Starting point is 00:38:31 Oh, man. I don't, I don't know if I would want that. You think Bernie Sanders going to fix this? He's going to fix this. Is anyone going to fix this? I've already seen like Elizabeth Warren talking about the FBI investigation. And I do wonder how it's one of those things where on the one hand, this is a silly story about wealthy dumbasses and celebrities.
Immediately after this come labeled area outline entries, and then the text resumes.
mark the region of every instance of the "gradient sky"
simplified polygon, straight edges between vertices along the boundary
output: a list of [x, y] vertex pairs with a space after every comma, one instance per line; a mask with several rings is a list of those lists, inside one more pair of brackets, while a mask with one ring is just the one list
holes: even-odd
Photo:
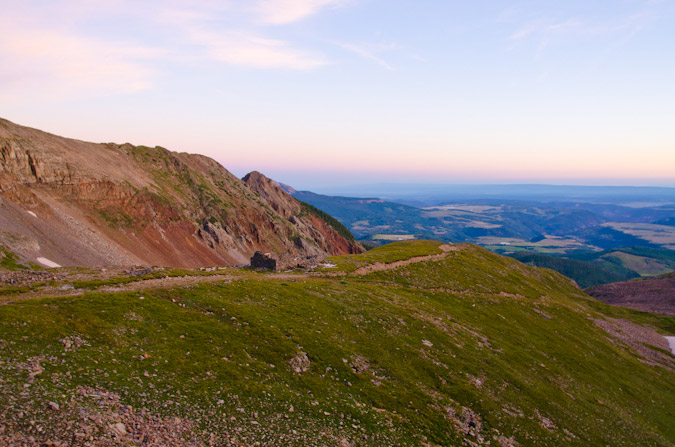
[[0, 116], [312, 189], [675, 186], [673, 0], [0, 0]]

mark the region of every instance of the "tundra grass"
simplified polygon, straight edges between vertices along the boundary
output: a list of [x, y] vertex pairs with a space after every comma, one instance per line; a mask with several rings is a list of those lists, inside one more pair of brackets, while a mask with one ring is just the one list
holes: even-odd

Starting point is 00:38:55 Yeah, it is like a really good reminder of how insane the college system is now. Right. I don't know if, I don't know if it's going to get fixed. Yeah. But it's weird to think of it as a thing to be fixed because it's such a frivolous. story from one angle. But from the other angle, it does feel like, yeah, the reason so many of us are interested in these questions of fairness in college and meritocracy is because a lot of us, whether we liked it or not, bought into the system that is American College and are paying for
Starting point is 00:39:32 it dearly with interests now. Yeah. And it's just like, man, the whole culture from even getting into college in the first place to financing it, it feels political. It feels like a real political cluster fuck. And so I'm happy in a in a perverse way when I see people who have a far more powerful relation to this system totally face plant in the way that Lori Laughlin and William H. Macy and all these people have this week. But I do also look at it and think, no, really, college admission should probably be different, though. Yes. Also, like, it should be less expensive for the rest of us.
Starting point is 00:40:20 It should still be expensive for people who want to scam their way into college, I guess. It shouldn't have been so expensive for me. You know, I agree with, I heartily agree with you. Also, you know, why did it take a college admissions scandal featuring, you know, actresses and YouTube celebrities for water polo to be in the damn news? Oh, I'm sorry. I'm sorry. George John Tennis, I'm sorry to you too. Oh my God. I'm Justin Charity. I'm Kate Nibs. Thanks for listening. You'll hear from us again in two weeks. I hope Beth Kinefic listens to this podcast.
Starting point is 00:40:57 I know, right? She might. I hope her student loans. Okay.